Дайте мне предложение, которое не может понять никакой интеллект. В нем должен быть своего рода жизнь и пульсация, и под его словами своего рода кровь должна циркулировать вечно. Удивительно, что этот звук дошел до нас издалека, когда голос человека слышен так недалеко, и мы сейчас не находимся в пределах слышимости ни одного современника. Дровосеки здесь срубили древний сосновый лес и открыли этим далеким холмам прекрасное озеро на юго-западе; и теперь в одно мгновение оно отчетливо показано этим лесам, как если бы его образ путешествовал сюда из вечности. Возможно, эти старые пни на холме помнят, когда в древности это озеро блестело на горизонте. Удивляешься, не испытала ли сама голая земля эмоцию при виде вновь столь прекрасного вида. Эта прекрасная вода лежит там на солнце, таким образом открытая, тем более гордая и прекрасная, что ее красота не нуждалась в том, чтобы ее видели. Она кажется все еще одинокой, достаточной для самой себя и выше наблюдения. — Так и эти старые предложения подобны безмятежным озерам на юго-западе, наконец открытым нам, которые так долго отражали наше собственное небо в своем лоне.

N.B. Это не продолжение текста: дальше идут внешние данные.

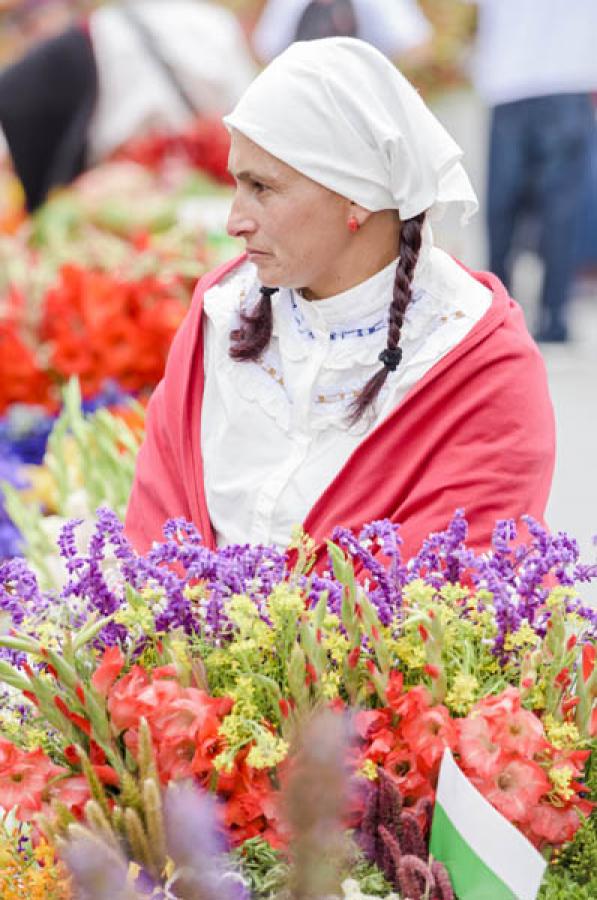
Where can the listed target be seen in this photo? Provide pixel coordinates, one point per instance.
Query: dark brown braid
(408, 250)
(250, 340)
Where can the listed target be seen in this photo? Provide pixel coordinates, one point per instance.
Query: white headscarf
(339, 112)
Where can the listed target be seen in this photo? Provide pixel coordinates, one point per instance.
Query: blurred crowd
(81, 78)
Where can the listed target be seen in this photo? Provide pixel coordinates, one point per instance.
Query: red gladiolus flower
(24, 778)
(429, 734)
(589, 651)
(520, 732)
(108, 670)
(552, 825)
(479, 753)
(123, 699)
(395, 688)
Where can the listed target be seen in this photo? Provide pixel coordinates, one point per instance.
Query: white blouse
(275, 432)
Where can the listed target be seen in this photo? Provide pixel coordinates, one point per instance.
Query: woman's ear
(359, 213)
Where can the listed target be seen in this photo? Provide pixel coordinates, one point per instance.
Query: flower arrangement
(65, 466)
(206, 666)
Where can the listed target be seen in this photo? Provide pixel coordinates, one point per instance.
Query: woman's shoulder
(454, 287)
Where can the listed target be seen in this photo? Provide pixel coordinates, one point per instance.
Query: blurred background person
(396, 27)
(535, 65)
(125, 70)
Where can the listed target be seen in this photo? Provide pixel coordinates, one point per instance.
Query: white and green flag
(486, 856)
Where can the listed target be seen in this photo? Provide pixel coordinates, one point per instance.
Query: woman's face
(295, 230)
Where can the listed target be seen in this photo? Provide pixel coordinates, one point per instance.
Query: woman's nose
(239, 222)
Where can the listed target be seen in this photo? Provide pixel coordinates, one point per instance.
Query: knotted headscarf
(339, 112)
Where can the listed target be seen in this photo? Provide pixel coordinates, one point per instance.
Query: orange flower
(24, 778)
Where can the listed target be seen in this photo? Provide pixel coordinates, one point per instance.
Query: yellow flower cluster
(243, 726)
(563, 735)
(368, 770)
(463, 693)
(561, 777)
(286, 605)
(35, 876)
(521, 639)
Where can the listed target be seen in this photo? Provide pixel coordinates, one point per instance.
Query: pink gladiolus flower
(515, 789)
(480, 755)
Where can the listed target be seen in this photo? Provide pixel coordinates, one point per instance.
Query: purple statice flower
(315, 586)
(197, 845)
(25, 429)
(444, 556)
(384, 595)
(111, 394)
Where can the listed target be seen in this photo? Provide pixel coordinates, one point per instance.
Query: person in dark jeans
(539, 160)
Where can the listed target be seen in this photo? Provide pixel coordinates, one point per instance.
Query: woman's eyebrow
(248, 175)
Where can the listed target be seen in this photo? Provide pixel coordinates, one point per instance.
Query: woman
(344, 369)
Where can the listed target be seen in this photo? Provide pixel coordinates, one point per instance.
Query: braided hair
(391, 356)
(250, 340)
(255, 331)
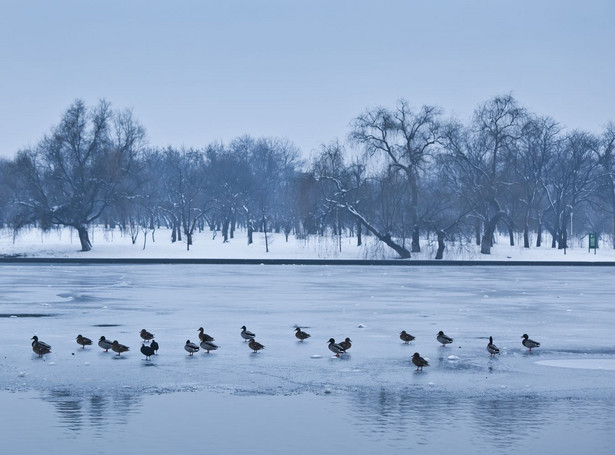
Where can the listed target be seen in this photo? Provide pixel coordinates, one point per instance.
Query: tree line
(403, 175)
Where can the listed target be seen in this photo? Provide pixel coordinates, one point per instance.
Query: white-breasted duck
(346, 344)
(146, 335)
(492, 348)
(105, 344)
(335, 348)
(444, 339)
(203, 336)
(208, 346)
(405, 337)
(83, 341)
(246, 334)
(419, 361)
(119, 348)
(191, 347)
(40, 347)
(301, 335)
(255, 345)
(529, 343)
(147, 351)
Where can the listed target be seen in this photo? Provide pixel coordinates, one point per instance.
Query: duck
(147, 351)
(405, 337)
(246, 334)
(419, 361)
(492, 348)
(203, 336)
(529, 343)
(346, 344)
(255, 345)
(191, 347)
(208, 346)
(105, 344)
(335, 348)
(146, 335)
(83, 341)
(119, 348)
(40, 347)
(301, 335)
(444, 339)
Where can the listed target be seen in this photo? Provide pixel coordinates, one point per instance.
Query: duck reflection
(97, 412)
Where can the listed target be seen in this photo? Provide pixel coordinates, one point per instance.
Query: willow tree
(78, 170)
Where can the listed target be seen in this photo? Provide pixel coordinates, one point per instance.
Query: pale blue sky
(199, 71)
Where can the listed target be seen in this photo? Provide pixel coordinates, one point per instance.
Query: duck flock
(149, 346)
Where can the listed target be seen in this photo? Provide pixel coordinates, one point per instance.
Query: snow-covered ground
(297, 397)
(64, 243)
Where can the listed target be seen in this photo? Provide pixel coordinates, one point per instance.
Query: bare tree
(77, 170)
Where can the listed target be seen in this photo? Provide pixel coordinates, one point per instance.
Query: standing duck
(492, 348)
(40, 347)
(146, 335)
(335, 348)
(105, 344)
(405, 337)
(83, 341)
(191, 347)
(419, 361)
(255, 345)
(203, 336)
(346, 344)
(246, 334)
(301, 335)
(147, 351)
(209, 346)
(529, 343)
(444, 339)
(119, 348)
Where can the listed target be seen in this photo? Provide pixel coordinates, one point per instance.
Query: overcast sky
(194, 72)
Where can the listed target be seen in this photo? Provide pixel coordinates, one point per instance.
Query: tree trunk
(440, 252)
(489, 231)
(84, 238)
(416, 245)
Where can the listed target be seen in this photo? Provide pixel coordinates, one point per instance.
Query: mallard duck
(83, 341)
(346, 344)
(119, 348)
(529, 343)
(492, 348)
(191, 347)
(208, 346)
(203, 336)
(255, 345)
(419, 361)
(301, 335)
(335, 348)
(104, 343)
(444, 339)
(405, 337)
(146, 335)
(40, 347)
(246, 334)
(147, 351)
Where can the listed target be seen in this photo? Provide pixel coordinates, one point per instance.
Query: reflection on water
(362, 421)
(99, 412)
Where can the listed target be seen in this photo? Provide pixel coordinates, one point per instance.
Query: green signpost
(593, 242)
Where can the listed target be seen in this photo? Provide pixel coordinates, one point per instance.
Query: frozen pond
(296, 397)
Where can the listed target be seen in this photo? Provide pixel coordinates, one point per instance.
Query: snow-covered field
(297, 397)
(64, 243)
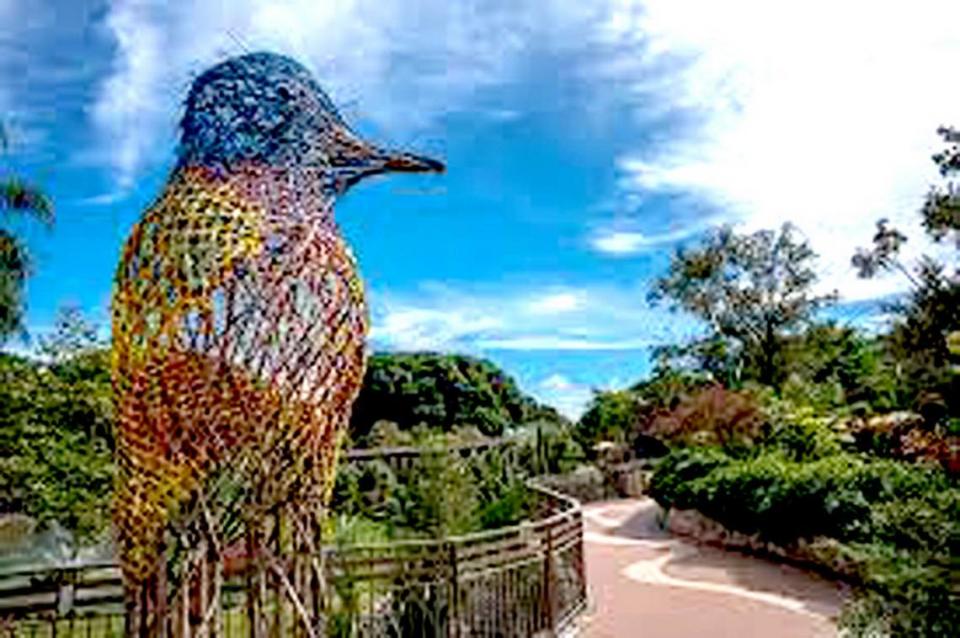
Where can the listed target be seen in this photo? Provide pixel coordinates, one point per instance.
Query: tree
(17, 197)
(443, 392)
(611, 416)
(929, 316)
(751, 290)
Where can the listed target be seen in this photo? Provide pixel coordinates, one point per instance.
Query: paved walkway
(646, 584)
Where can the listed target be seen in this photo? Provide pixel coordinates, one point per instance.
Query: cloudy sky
(584, 140)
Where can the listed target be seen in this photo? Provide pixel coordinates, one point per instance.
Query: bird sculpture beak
(409, 163)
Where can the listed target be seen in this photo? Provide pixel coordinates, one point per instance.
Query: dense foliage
(750, 291)
(442, 391)
(897, 526)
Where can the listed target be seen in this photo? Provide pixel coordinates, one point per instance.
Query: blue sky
(584, 141)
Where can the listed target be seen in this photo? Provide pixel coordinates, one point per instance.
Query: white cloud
(602, 319)
(569, 398)
(623, 242)
(821, 113)
(555, 303)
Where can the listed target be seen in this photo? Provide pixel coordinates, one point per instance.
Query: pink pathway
(646, 584)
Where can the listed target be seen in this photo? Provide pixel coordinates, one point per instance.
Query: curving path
(645, 583)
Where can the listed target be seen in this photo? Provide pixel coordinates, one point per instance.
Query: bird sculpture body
(239, 319)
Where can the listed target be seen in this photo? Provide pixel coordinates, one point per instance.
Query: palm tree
(17, 197)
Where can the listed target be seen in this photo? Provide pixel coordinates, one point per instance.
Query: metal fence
(524, 580)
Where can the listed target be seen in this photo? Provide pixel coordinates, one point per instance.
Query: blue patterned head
(267, 109)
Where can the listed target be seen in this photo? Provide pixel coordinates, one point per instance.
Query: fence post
(548, 578)
(454, 603)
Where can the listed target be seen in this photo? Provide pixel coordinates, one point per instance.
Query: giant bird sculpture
(239, 322)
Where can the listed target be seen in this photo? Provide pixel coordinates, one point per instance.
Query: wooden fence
(524, 580)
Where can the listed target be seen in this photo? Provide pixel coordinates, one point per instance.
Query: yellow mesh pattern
(238, 326)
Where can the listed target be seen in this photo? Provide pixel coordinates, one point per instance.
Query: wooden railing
(523, 580)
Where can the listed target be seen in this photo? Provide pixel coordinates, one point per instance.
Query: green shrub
(898, 524)
(785, 500)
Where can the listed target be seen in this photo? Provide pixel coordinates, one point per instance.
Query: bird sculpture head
(266, 109)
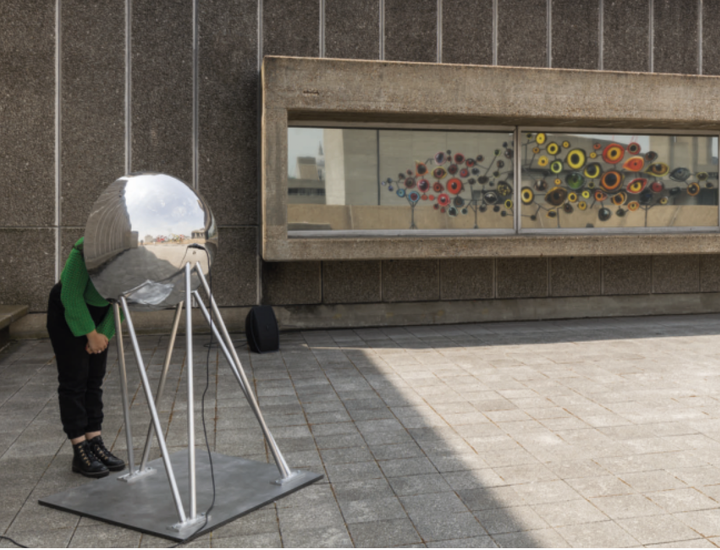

Великая равнина Индии лежит как в чаше между Гималаями и океаном на севере и юге, и Брахмапутрой и Индом на востоке и западе, где была принята первобытная раса. Мы не будем оспаривать эту историю. Нам приятно читать в естественной истории страны о «сосне, лиственнице, ели и серебристой пихте», которые покрывают южный склон Гималайского хребта; о «крыжовнике, малине, землянике», которые из неминуемой умеренной зоны смотрят на жаркие равнины. Так и эта активная современная жизнь имела даже тогда точку опоры и скрытое место посреди величественности и созерцательности тех восточных равнин. В другую эпоху «ландыш, первоцвет, одуванчик» должны были проложить свой путь вниз на равнину и цвести в своей собственной ровной зоне, достигающей вокруг земли. Уже наступила эра умеренной зоны, эра сосны и дуба, ибо пальма и баньян не удовлетворяют потребности этого века. Лишайники на вершинах скал, возможно, найдут свой уровень вскоре.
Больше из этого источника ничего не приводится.